Hochhaus, University of Heidelberg, Mannheim, Germany.

The ASH meeting featured another agent—AMN107 (Novartis), which is 10 to 50 times more potent than imatinib. In a phase I

clinical trial, 119 patients who were resistant to imatinib received AMN107; in some cases the dose was increased up to 12-fold

with no problems.

“The

range of response to AMN107 varied, depending on the form of the cancer

and the presence of genetic mutations,” reported the study’s lead

author Hagop Kantarjian, M.D., professor and chair of the department of

leukemia, M. D. Anderson Cancer Center, University of Texas. “For

example, among CML patients who harbored the cancerous mutation BCR-ABL

before treatment, 60% achieved a hematologic response and 41% a

cytogenetic response.” The results suggest that physicians will be able

to tailor leukemia therapy, “offering different treatments for subsets

of patients based on their cancer’s molecular signature,” he added.

“AMN107 looks like an option for patients who do not have a good

response to Gleevec therapy.”

In other treatment news from the ASH meeting:

Interim long-term follow-up data—up to 48 weeks—show the new targeted drug AMG-531 continuing to safely stimulate platelet

production in patients with immune thrombocytopenic purpura (ITP). Overall, 85% of patients in an open-label study (29 of

34) achieved a platelet response, i.e., doubling the baseline platelet count and at least 50,000 platelets per microliter

of blood.

“ITP is a chronic, autoimmune bleeding disorder characterized by low levels of platelets in the blood,” explained lead author

James B. Bussell, M.D., professor of pediatrics and medicine, Weill Cornell Medical Center, New York. “Some 200,000 Americans,

mostly women, have the disease. It’s exciting that most patients in this study achieved platelet counts of more than 50,000

per microliter, from a starting count of about 18,000,” he pointed out. “This suggests that AMG-531 may stimulate production

of platelets faster than the immune system can destroy them.”

The

Food & Drug Administration has granted the drug fast-track

designation “to address a serious unmet medical need,” according to the

manufacturer, Amgen. Traditional treatments of ITP—primarily

corticosteroid use and splenectomy—decrease platelet destruction by

suppressing the immune system. But side effects are numerous, and half

of patients do not respond at all.

By contrast, with AMG-531—which is an experimental thrombopoietic growth factor—the focus of treatment shifts from preventing

platelet destruction to enhancing platelet production, Bussell reiterated.

Enzastaurin

HCl, an investigational compound from Lilly Oncology, slowed the

progress of diffuse large B-cell lymphoma—the most common form of

non-Hodgkin’s lymphoma—in a small study. “The use of enzastaurin in

relapsed diffuse large B-cell lymphoma is important for two reasons,”

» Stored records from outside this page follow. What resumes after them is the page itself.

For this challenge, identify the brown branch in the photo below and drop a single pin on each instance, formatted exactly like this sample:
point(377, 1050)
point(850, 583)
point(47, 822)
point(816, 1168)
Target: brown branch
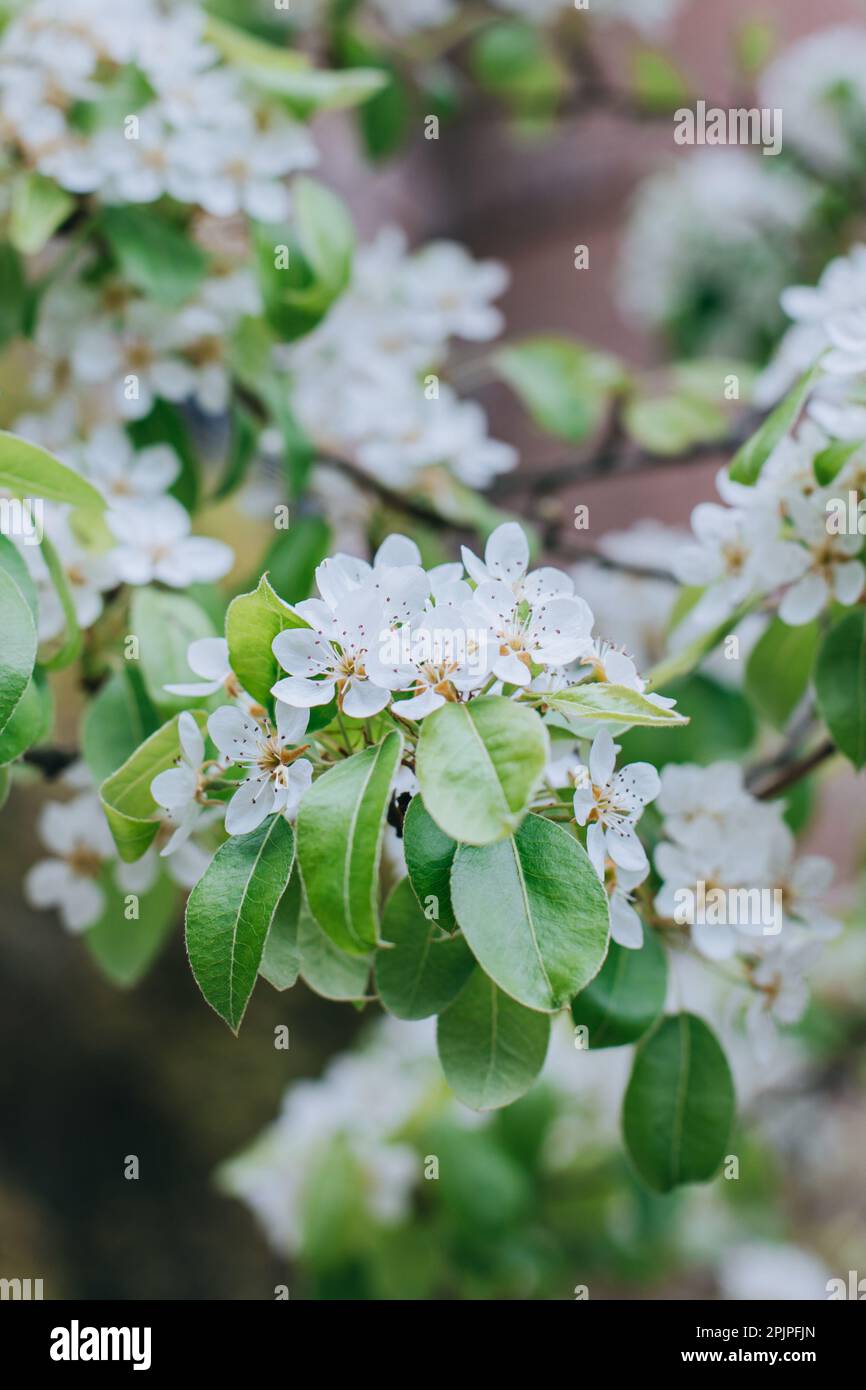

said senior investigator Margaret A. Shipp, M.D., director of

Dana-Farber/ Harvard Cancer Center’s lymphoma program. “First, it

represents a rational inhibitor of an identified target, and second,

several patients with aggressive disease insensitive to chemotherapy

have had prolonged responses to this single oral agent.” Enzastaurin

inhibits two kinase pathways that normally encourage cell growth. The

drug may have anti-angiogenesis effects as well.

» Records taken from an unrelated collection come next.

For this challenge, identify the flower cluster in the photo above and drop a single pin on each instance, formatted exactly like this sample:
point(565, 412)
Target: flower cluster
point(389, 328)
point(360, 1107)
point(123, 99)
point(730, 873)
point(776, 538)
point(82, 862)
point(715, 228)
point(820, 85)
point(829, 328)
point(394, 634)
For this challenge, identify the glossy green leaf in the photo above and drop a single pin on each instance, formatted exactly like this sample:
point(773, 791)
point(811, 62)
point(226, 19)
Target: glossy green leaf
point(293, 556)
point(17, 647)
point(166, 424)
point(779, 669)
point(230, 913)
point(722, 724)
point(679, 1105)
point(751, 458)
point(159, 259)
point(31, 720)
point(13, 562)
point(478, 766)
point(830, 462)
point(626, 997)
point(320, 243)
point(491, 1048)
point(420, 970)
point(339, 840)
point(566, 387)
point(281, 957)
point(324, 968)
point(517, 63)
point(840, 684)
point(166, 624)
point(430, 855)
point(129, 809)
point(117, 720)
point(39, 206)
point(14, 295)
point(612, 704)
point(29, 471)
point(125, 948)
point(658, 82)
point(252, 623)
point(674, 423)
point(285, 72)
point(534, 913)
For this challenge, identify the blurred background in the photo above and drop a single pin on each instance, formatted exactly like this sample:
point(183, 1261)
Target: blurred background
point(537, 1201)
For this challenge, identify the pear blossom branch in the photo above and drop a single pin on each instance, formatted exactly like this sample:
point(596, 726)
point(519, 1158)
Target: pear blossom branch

The phase II multicenter clinical trial looked at 55 relapsed patients previously treated with other agents. Data presented

at ASH showed 22% (12 of 55) treated with enzastaurin were free of disease progression for two months. Of these patients,

25% remained progression-free with continued responses of 1.5 years to more than three years in duration. Side effects were

minimal.

“We at Lilly are excited by enzastaurin’s potential in the treatment of patients with recurrent diffuse large B-cell lymphoma,”

said Richard Gaynor, M.D., VP, cancer research.